Researchers at Tufts University in Boston, Massachusetts,
hypothesized that consumption of cola drinks was associated
with lower BMD. They analyzed the data from the
Framingham Osteoporosis Study, comparing BMD levels
measured in the spine and three hip sites to the frequency of
soft drink consumption. The study included 1,413 women
and 1,125 men. BMD was measured using dual-energy
X-ray absorptiometry. The data were adjusted for body mass index, height, age, energy intake, physical activity, smoking,
alcohol use, calcium, vitamin D, and, for women, menopausal
status and estrogen use.
Data analysis showed significant differences between
men and women. There was an association between cola
intake and significantly lower BMD scores in each hip site,
but not spine, for women and not for men. Daily cola
drinkers had four to five percent lower BMD reading compared
to those who drank less than one cola per month.

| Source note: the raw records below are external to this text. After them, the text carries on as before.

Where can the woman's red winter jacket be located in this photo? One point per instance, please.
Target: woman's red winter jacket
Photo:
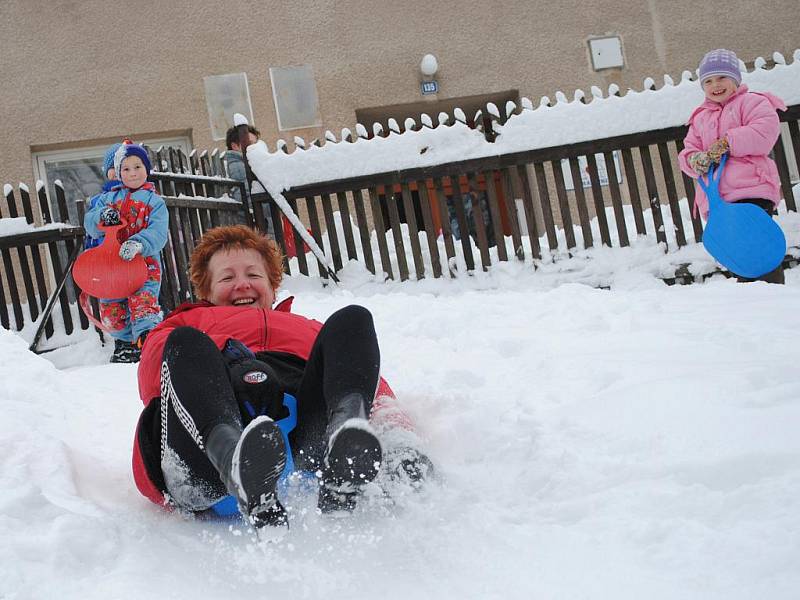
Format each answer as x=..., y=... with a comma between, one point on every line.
x=276, y=330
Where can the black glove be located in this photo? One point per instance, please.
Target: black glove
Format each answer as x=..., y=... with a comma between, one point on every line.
x=109, y=216
x=255, y=384
x=409, y=465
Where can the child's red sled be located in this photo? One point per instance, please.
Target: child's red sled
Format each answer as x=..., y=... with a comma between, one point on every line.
x=100, y=272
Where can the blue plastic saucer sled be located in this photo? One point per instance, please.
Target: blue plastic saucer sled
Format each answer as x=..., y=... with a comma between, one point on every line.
x=742, y=237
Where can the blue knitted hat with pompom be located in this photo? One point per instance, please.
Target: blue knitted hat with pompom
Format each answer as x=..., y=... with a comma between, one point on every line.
x=720, y=62
x=108, y=159
x=128, y=148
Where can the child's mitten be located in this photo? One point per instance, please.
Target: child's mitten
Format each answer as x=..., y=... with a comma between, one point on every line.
x=129, y=249
x=699, y=161
x=717, y=149
x=109, y=216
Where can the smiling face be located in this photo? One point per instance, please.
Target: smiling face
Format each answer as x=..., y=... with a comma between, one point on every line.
x=719, y=88
x=133, y=172
x=238, y=277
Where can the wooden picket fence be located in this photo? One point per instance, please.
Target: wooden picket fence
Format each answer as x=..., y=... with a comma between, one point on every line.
x=421, y=199
x=506, y=207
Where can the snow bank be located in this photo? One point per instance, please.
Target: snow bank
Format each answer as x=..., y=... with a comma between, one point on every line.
x=563, y=123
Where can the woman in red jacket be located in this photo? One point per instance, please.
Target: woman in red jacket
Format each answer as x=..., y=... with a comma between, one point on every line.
x=213, y=377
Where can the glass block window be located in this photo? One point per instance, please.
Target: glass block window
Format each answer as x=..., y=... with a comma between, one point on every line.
x=295, y=94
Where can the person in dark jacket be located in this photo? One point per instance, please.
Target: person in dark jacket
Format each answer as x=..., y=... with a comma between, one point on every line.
x=213, y=377
x=234, y=162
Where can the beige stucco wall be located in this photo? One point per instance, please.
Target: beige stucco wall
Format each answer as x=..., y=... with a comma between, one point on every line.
x=91, y=71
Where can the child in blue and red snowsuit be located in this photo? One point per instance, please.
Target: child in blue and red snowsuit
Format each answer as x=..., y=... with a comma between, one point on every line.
x=111, y=182
x=135, y=201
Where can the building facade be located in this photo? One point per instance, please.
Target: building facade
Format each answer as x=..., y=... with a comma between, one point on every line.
x=79, y=75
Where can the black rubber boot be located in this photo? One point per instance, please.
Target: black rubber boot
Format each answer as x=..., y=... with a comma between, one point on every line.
x=250, y=463
x=124, y=352
x=353, y=455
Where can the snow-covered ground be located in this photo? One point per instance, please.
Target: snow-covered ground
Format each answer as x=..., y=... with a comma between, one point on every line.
x=637, y=442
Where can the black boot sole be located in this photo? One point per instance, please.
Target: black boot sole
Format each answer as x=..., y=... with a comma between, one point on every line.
x=353, y=459
x=261, y=458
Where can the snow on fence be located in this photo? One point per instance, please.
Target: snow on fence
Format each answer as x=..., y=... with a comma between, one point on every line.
x=434, y=198
x=534, y=184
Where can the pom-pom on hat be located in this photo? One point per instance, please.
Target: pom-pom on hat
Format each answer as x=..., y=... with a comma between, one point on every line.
x=720, y=62
x=108, y=159
x=128, y=148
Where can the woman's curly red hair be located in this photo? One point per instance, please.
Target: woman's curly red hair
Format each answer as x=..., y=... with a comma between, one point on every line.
x=227, y=238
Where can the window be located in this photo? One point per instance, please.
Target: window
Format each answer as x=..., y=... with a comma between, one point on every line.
x=295, y=94
x=80, y=171
x=606, y=53
x=225, y=96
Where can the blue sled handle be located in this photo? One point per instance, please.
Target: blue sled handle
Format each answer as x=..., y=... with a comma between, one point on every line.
x=228, y=506
x=712, y=187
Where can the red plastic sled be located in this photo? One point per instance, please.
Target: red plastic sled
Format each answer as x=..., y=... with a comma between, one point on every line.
x=100, y=272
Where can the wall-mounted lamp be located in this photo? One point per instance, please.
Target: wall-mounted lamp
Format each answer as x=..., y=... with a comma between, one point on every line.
x=429, y=65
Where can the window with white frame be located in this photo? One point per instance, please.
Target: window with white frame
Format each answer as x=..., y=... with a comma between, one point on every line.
x=295, y=94
x=80, y=171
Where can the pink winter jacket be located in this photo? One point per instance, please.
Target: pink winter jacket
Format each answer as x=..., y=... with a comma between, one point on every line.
x=750, y=122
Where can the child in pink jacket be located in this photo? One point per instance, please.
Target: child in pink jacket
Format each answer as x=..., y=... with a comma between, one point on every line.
x=744, y=125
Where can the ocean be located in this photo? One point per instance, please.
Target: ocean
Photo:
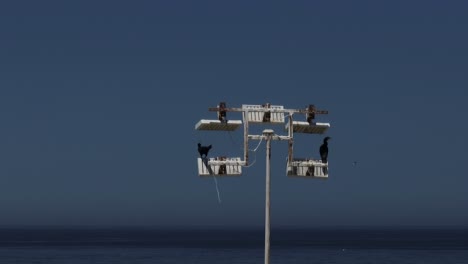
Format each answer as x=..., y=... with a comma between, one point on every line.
x=241, y=246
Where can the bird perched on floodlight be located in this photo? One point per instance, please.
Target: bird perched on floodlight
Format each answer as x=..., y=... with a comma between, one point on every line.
x=324, y=150
x=203, y=150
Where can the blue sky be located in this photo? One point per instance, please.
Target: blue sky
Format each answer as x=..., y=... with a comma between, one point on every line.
x=99, y=99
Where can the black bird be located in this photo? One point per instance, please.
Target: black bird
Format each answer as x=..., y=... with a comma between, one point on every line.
x=203, y=150
x=324, y=150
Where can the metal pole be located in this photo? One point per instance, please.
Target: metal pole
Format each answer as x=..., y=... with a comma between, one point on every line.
x=267, y=198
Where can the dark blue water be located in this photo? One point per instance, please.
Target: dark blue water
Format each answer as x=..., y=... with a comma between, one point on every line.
x=142, y=246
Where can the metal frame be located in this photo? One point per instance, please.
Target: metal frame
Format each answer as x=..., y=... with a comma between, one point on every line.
x=271, y=115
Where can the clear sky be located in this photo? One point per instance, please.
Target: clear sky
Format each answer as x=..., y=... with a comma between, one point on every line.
x=99, y=99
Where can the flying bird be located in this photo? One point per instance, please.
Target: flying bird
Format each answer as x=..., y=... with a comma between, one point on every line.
x=203, y=150
x=324, y=150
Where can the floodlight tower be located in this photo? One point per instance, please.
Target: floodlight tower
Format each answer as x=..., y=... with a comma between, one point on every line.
x=269, y=114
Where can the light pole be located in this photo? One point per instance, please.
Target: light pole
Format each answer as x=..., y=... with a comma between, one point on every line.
x=267, y=134
x=222, y=166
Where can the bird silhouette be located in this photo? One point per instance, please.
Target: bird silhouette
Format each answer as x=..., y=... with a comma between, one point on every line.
x=324, y=150
x=203, y=150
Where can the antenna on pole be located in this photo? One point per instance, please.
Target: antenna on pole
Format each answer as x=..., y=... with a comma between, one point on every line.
x=265, y=114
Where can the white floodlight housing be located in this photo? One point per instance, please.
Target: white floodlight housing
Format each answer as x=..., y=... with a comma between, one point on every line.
x=265, y=113
x=229, y=125
x=305, y=127
x=220, y=166
x=307, y=168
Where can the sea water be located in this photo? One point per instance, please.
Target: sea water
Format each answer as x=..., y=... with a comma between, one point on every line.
x=242, y=246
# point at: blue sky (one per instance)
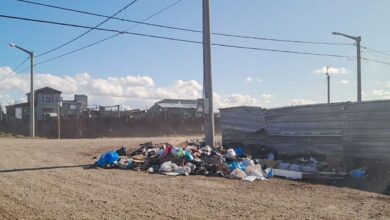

Results for those drinking diet and decaffeinated colas were
similar. Non-colas did not result in significant loss of BMD.
Calcium-to-phosphorus ratios were lower in cola drinkers.
Clinical Implications: There are many reasons to counsel patients to avoid carbonated soft drinks and loss of bone
density in women is one more.
Tucker, K., Morita, K., Qiao, N., Hannan, M., Cupples, L., Kiel, D.: Colas, but not other Carbonated Beverages, are Associated with Low Bone Mineral Density in Older Women: The Framingham Osteoporosis Study.